Lavish praise has been heaped on Justice Lewis Powell since his retirement from the U.S. Supreme Court. Commentators are referring to the “Powell Court” because he was often the swing vote, siding with the majority in dozens of five-to-four votes.
But few if any of those votes or opinions concerned matters of national survival. Most were just hard cases to call, where reasonable men could split almost 50-50 in deciding which side justice was on.
Lewis Powell’s most important writing, however, was one he produced before he went on the high Court. It concerned an issue of overriding national significance, and it has stood the test of time. It’s a pity that it received little publicity when it was written and was never referred to in the hundreds of column inches written about him in recent weeks.
In 1970, President Nixon appointed a Blue Ribbon Defense Panel to report on the balance of strategic military power. After studying this subject for a year, seven members of that Panel became so alarmed about the deteriorating state of U.S. defenses that they signed a 35-page Supplemental Statement.
Those seven were some of the most prestigious businessmen in the country at that time: William P. Clements, Jr. (now Governor of Texas), George Champion (former president of Chase Manhattan Bank), Hobart D. Lewis (then president of the Reader’s Digest Association), William Blackie of Peoria, John M. Fluke of Seattle, and Wilfred J. McNeil of New York City.
The seventh was Lewis F. Powell, past president of the American Bar Association and soon to be appointed a Supreme Court Justice. It was widely known at the time that Powell was the draftsman of this startling and eloquent Supplemental Statement.

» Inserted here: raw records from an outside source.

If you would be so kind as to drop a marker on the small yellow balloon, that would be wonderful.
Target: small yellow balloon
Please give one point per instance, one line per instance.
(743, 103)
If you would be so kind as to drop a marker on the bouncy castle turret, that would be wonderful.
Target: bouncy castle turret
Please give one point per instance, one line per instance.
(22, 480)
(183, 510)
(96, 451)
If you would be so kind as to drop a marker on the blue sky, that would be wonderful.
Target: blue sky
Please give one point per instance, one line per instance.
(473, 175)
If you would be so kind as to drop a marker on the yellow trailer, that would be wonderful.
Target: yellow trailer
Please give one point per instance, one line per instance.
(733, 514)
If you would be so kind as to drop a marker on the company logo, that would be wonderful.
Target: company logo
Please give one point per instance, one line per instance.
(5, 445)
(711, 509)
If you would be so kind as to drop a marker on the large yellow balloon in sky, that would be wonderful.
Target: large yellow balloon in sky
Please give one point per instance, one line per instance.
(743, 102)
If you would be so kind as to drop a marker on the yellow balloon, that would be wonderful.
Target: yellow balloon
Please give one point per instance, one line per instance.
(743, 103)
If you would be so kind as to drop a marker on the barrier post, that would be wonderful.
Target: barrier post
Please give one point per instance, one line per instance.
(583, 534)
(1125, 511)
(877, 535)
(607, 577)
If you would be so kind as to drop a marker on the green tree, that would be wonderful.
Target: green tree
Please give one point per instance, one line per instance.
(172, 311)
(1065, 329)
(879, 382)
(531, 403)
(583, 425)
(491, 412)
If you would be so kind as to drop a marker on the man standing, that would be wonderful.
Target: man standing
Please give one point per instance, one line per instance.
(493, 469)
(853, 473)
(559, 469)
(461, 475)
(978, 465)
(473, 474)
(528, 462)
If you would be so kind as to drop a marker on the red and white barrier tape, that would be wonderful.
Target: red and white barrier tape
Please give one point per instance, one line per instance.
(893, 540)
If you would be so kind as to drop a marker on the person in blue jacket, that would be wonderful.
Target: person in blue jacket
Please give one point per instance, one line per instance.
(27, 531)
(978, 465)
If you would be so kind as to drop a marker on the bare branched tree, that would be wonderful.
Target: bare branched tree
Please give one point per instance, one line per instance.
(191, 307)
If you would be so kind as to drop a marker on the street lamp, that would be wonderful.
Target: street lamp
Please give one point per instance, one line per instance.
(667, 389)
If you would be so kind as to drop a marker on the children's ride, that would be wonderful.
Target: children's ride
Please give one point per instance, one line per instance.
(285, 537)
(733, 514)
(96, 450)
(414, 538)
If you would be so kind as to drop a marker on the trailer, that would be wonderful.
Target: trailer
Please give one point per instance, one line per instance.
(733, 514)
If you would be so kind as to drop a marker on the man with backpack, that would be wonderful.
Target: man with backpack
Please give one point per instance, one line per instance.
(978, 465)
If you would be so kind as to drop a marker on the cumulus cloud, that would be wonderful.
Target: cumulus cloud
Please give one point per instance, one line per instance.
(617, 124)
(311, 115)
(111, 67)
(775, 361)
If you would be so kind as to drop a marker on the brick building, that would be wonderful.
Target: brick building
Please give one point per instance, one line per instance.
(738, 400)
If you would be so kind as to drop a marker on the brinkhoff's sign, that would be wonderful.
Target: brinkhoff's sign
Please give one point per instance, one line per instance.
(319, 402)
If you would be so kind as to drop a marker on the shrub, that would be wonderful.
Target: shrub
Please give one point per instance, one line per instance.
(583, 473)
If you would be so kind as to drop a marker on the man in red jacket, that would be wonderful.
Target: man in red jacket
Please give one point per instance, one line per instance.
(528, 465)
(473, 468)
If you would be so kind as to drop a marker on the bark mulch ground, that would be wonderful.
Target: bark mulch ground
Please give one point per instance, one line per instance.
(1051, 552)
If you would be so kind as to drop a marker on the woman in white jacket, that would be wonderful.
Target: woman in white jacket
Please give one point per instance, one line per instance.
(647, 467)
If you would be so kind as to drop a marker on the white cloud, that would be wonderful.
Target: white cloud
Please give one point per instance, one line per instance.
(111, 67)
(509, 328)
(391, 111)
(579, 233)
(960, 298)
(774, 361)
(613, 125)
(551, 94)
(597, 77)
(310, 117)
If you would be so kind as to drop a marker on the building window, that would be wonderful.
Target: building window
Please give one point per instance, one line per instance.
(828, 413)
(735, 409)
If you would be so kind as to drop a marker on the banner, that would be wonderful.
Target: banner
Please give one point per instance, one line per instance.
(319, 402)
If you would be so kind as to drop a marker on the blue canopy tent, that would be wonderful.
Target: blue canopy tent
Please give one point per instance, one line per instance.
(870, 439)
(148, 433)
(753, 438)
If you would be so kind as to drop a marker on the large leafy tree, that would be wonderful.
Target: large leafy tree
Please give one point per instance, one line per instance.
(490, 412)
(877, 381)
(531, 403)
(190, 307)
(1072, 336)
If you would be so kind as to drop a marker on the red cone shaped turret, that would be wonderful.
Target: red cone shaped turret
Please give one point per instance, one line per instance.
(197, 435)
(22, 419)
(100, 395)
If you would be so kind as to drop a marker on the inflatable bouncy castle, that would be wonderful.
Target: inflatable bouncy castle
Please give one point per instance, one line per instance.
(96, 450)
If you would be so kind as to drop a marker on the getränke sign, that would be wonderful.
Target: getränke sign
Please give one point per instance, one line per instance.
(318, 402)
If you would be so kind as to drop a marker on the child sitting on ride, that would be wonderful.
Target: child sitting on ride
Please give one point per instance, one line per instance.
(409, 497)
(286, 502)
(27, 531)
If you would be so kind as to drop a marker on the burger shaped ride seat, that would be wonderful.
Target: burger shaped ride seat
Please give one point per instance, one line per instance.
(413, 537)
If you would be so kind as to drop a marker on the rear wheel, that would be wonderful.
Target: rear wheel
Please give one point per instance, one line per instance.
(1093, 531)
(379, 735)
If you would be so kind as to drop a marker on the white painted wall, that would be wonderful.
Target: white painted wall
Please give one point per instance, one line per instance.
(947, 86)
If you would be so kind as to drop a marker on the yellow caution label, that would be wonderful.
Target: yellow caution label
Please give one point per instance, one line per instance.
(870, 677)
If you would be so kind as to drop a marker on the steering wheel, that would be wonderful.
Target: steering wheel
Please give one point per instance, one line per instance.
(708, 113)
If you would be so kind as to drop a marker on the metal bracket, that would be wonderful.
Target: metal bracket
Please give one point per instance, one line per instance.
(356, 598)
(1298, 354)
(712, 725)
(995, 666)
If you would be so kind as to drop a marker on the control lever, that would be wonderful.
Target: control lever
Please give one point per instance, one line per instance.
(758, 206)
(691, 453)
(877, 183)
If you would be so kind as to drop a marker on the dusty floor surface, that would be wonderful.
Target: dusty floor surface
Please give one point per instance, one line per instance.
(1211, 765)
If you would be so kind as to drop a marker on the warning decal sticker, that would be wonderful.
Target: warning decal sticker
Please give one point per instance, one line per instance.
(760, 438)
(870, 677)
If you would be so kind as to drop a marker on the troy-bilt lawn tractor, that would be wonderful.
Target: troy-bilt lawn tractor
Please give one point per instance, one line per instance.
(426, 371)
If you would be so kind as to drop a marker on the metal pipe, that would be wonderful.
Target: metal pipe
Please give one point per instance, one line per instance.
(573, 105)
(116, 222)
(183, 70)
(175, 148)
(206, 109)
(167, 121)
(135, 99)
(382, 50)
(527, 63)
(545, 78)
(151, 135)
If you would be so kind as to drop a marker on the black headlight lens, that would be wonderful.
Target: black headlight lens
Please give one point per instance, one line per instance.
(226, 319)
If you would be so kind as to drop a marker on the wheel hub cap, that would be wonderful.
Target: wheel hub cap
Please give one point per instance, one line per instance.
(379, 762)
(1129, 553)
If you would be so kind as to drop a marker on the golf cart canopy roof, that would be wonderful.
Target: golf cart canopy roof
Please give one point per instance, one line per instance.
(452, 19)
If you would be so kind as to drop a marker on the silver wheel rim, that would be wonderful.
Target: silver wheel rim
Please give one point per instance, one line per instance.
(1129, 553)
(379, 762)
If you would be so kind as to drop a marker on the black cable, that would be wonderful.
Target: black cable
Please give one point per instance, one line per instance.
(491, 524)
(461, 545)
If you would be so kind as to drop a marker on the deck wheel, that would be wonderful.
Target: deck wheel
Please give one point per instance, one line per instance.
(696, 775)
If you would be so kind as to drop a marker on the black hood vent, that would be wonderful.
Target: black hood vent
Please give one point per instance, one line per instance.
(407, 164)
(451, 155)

This Statement described the shifting of the strategic military balance against the United States and in favor of the Soviet Union. “In a dramatic shift in the balance of power, largely unnoticed by the public, the quarter century of clear U.S. strategic superiority has ended. The Soviet Union has moved significantly ahead of the United States in ICBMs, the principal weapons system of the nuclear age.”
The Statement warned that, “if these observable trends continue, the U.S. will become a second-rate power incapable of assuring the future security and freedom of its people. Second-rate status for the United States in the nuclear age means that our inferiority multiplies the chances — not of peace — but of nuclear war.” “The situation which our country faces is without precedent,” the seven businessmen continued. “The strategy of American superiority has given way to the concept of deterrence by maintaining an assured retaliatory capability.”
“But there is no longer any certainty,” the Statement said, “that our nuclear deterrent will remain credible to a Soviet Union which apparently seeks a preemptive strike capability and which is moving rapidly into the role of the world’s dominant military power.”
The seven prominent business and professional leaders expressed dismay that “many of our most influential citizens respond to this unprecedented national peril, not by a renewed determination to assure an adequate national defense, but rather by demands for further curtailment of defense measures which can only increase the peril.”
The Supplemental Statement concluded: “Unless the American people wish to accept irrevocably the status of a second-rate power — with all of the probable consequences — the only viable national strategy is to regain and retain a clearly superior strategic capability. The margin of our overall strategic strength must be sufficient to convince the most reckless aggressor that, even after a surprise first strike, the capability to retaliate will in fact survive and be adequate to impose unacceptable destruction on the aggressor nation.”
The seven prominent men concluded with a most eloquent reminder, which should be committed to memory by every schoolchild. “The road to peace has never been through appeasement, unilateral disarmament or negotiation from weakness. The entire recorded history of mankind is precisely to the contrary. Among the great nations, only the strong survive. Weakness of the U.S. — of its military capability and its will — could be the gravest threat to the peace of the world.”
When America’s poet, Henry Wadsworth Longfellow, immortalized the midnight ride of Paul Revere, the closing verses expressed a national faith that, “through all our history, to the last, in the hour of darkness and peril and need, the people will waken and listen to hear.”
Will the American people waken and listen to hear the ominous warnings of Lewis Powell in his most important writing?